Mariano siempre supo manejarse con la soledad. Nació en el seno de una familia de padres jóvenes, un par de adolescentes a los que la pasión les llevó una gran responsabilidad. La llegada de Mariano a la familia los sorprendió por completo, pero sus papás no lo dudaron, le dieron a su hijo todo lo que estuvo a su alcance.
Esta decisión, fue muy discutida por las familias de ambos,
ya que no querían terminar manteniendo un niño producto de una relación irresponsable.
Igualmente los padres de Mariano trabajaron muy duro y
pudieron conseguir una casa para vivir junto a su hijo, alejados de aquellas
voces que echaban por tierra sus decisiones.
Todo transcurría normalmente, y la felicidad comenzaba a
despegar. Mariano ya había cumplido los 3 años, cuando todo, en un segundo, se
esfumó.
Jamás se pudo determinar cómo fue que se originó el incendio
en la casa, ni por qué razón, los padres de Mariano murieron calcinados y el
niño de 3 años, no tuvo ni una sola lesión, a pesar de haber quedado en el
medio de las llamas.
En ese instante en que todo se consumió, Mariano perdió
todo: lo material, un techo dónde refugiarse, pero también la felicidad, y el
amor en el que vivía.
Nadie de su familia quiso hacerse cargo de él, incluso
cuando quedó solo y desamparado. El juez
de la causa, no tuvo más remedio que mandarlo a una institución donde estuviera
contenido, y tuviera un techo y comida, hasta que alguien pudiera adoptarlo.

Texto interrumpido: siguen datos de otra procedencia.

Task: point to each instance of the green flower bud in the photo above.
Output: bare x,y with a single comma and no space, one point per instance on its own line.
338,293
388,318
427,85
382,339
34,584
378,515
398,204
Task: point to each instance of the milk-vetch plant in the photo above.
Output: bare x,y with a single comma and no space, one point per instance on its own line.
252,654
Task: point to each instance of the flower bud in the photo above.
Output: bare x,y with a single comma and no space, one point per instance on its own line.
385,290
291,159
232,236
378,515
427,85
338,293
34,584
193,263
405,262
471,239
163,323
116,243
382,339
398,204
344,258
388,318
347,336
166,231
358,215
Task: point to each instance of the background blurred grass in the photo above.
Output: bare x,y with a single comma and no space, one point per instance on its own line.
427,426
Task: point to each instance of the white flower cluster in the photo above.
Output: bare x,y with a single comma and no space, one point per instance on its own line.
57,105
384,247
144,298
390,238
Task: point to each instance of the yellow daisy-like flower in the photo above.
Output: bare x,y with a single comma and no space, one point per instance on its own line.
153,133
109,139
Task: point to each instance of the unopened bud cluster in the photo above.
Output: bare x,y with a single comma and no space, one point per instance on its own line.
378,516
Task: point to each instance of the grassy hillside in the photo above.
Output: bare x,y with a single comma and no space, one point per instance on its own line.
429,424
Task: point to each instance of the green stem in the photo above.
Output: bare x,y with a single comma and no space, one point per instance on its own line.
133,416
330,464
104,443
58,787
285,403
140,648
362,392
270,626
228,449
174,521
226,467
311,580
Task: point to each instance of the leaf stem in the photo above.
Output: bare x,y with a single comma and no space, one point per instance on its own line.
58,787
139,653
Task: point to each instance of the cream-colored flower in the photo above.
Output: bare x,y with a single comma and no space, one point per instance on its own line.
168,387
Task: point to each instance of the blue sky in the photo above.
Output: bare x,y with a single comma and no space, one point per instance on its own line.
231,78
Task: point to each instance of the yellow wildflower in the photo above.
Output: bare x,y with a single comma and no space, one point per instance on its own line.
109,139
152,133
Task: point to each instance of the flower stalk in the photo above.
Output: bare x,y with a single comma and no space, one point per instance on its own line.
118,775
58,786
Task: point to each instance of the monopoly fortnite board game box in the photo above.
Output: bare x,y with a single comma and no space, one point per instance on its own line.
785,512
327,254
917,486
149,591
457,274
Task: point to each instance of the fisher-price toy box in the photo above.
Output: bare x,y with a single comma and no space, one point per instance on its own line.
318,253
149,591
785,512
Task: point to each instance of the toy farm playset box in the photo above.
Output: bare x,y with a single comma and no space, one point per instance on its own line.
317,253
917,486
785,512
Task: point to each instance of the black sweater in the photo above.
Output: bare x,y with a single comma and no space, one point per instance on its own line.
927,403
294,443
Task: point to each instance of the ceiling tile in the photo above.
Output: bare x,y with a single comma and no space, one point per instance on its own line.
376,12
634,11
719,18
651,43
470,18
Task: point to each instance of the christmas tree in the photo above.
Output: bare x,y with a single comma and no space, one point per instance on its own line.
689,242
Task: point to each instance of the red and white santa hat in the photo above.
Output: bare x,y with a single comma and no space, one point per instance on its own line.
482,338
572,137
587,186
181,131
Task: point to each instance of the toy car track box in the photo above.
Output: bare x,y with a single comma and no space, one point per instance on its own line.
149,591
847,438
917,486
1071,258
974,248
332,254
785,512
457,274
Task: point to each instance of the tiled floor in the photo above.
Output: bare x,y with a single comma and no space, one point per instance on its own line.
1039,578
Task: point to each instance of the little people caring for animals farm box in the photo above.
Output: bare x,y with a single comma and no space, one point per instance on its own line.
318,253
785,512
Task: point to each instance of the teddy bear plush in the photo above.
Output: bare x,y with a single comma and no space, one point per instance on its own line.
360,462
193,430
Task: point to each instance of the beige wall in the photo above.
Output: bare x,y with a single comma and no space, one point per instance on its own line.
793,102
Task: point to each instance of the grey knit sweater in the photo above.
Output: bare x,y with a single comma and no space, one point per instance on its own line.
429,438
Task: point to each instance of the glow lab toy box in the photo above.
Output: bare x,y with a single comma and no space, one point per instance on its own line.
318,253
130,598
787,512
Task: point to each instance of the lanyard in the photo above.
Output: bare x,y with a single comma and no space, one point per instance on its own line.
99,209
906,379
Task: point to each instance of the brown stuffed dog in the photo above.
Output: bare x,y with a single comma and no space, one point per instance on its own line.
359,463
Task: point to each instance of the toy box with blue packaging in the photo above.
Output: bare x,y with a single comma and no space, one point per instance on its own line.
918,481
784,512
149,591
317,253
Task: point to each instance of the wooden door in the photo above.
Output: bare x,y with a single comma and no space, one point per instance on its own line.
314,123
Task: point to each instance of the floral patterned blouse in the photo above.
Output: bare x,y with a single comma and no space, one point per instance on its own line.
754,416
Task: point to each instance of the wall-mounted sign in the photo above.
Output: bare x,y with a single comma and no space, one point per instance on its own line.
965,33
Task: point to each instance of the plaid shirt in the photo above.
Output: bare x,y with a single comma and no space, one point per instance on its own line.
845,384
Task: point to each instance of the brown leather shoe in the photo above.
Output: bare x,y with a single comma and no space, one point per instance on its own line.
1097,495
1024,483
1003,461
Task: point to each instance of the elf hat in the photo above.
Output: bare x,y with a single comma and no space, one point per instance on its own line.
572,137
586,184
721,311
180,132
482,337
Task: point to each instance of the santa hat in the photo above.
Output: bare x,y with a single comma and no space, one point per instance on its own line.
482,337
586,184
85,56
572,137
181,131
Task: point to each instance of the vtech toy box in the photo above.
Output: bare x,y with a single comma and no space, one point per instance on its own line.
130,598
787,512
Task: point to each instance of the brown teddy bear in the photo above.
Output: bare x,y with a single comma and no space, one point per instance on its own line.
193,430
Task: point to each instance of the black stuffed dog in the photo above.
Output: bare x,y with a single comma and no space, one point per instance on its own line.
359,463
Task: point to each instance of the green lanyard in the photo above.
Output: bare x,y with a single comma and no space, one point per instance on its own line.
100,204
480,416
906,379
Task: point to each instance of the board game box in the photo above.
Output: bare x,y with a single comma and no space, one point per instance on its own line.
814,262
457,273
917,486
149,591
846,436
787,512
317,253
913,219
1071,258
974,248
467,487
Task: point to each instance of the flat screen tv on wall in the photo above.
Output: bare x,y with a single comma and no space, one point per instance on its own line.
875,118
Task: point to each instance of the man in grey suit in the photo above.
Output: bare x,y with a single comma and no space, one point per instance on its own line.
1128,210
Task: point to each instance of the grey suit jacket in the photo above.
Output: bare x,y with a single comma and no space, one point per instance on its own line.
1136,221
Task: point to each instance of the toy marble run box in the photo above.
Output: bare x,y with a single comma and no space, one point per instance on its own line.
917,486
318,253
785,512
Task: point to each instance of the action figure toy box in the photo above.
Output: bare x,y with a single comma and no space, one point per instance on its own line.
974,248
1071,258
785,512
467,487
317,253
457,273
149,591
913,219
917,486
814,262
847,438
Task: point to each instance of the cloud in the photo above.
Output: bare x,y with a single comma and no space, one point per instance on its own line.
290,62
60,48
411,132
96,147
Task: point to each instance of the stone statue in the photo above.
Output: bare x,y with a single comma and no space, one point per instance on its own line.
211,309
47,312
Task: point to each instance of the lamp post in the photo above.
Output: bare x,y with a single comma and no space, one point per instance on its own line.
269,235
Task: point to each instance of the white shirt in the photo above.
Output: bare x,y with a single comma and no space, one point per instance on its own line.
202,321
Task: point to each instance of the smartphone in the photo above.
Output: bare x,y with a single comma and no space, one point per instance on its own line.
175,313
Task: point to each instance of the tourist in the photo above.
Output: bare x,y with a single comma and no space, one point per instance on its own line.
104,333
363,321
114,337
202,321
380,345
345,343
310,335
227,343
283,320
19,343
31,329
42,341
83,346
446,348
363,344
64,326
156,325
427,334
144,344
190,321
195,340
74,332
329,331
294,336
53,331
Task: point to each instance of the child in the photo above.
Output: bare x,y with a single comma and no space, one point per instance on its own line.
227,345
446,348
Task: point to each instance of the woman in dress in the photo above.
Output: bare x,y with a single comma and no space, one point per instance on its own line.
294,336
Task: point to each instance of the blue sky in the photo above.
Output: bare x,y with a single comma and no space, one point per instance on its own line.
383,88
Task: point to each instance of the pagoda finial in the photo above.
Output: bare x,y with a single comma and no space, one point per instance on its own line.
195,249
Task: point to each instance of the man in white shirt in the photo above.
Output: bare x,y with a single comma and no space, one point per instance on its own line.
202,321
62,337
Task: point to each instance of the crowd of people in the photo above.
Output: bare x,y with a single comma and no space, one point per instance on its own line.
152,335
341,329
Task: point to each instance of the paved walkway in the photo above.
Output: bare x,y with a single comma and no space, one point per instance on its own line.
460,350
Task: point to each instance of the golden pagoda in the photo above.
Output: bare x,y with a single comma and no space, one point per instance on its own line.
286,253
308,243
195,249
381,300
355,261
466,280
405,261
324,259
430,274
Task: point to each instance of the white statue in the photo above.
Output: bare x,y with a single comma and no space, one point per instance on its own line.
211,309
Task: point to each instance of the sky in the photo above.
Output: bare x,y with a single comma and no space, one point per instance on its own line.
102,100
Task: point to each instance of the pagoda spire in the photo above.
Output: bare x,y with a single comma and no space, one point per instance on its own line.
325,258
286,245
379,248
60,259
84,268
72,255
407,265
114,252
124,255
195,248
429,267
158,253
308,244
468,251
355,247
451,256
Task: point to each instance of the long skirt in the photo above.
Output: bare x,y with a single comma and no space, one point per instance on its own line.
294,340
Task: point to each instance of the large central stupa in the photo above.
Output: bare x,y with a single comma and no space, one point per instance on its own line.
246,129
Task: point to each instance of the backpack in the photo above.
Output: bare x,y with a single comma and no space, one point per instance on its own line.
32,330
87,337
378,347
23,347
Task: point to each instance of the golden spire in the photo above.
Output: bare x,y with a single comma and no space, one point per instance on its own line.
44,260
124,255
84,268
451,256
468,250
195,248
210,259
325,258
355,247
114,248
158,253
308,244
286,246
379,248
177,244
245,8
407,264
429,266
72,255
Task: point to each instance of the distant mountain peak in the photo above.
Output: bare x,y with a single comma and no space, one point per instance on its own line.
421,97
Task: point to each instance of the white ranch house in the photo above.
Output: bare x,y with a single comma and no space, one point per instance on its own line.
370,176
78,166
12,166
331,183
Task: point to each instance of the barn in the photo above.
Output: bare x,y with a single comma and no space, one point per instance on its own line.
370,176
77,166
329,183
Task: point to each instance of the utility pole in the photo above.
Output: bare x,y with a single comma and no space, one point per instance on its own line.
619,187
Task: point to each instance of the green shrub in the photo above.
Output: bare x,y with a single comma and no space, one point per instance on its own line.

A los 5 años, Mariano entendió lo que de verdad significaba
la vida, comprendió que debía convivir con la soledad y que las relaciones
humanas se basan en las necesidades y favores.
Creció en aquel lugar y aunque no estaba contento, podía
disfrutar de momentos esporádicos de felicidad junto a otros chicos parecidos a
él.
A los 6 años, fue adoptado por Ester, una señora de unos 60 años, que era
soltera y no podía tener hijos.
El cambio fue radical, Mariano empezó el colegio y siguió
creciendo junto a Ester, a quién jamás llamó “mamá”, sino “abuela”, quizás
recordando vagamente, con imágenes borrosas, que él tenía su propia mamá que lo
cuidaba desde el cielo.
Los años iban pasando y Mariano continuaba su vida
normalmente, entre el colegio, salidas y trabajos de verano.
A los 16 años, empezó a trabajar en una heladería a cargo de
Augusto Lunini, para ayudar a su “abuela” Ester, ya que no podía trabajar por
una lesión en la espalda.
En esos instantes la normalidad se convirtió en rareza, en un
cambio abrupto. Mariano se enamoró de la hija de su jefe, pero éste lo trataba
como a un hijo lejos de tener un trato hostil. Poco a poco, la vida normal de
Mariano se fue transformando en encargos a cambio de plata para agasajar a
Valeria, mandados extraños con paquetes sospechosos a hombres raros y de traje
negro, que lo trataban como si fuera el CEO de una empresa multinacional.
Un día, Esther, se enfermó y Mariano, que ya poco la
frecuentaba (vivía en un departamento solo, que se lo compró con el gran sueldo
que le daba Augusto), decidió trasladarla a un geriátrico, para que, según él,
pudiera tener una “muerte feliz y en paz”.
La última vez que Mariano vio a Ester, esa mujer que le
devolvió una vida alejada de la hostilidad y la soledad, fue en su entierro,
fue en aquel cajón, dónde irónicamente, él la dejó sola.
A partir de ese momento, a los 18 años, dejó atrás cualquier
vestigio adolescente, para calzarse el traje, la corbata, los anteojos y el negocio.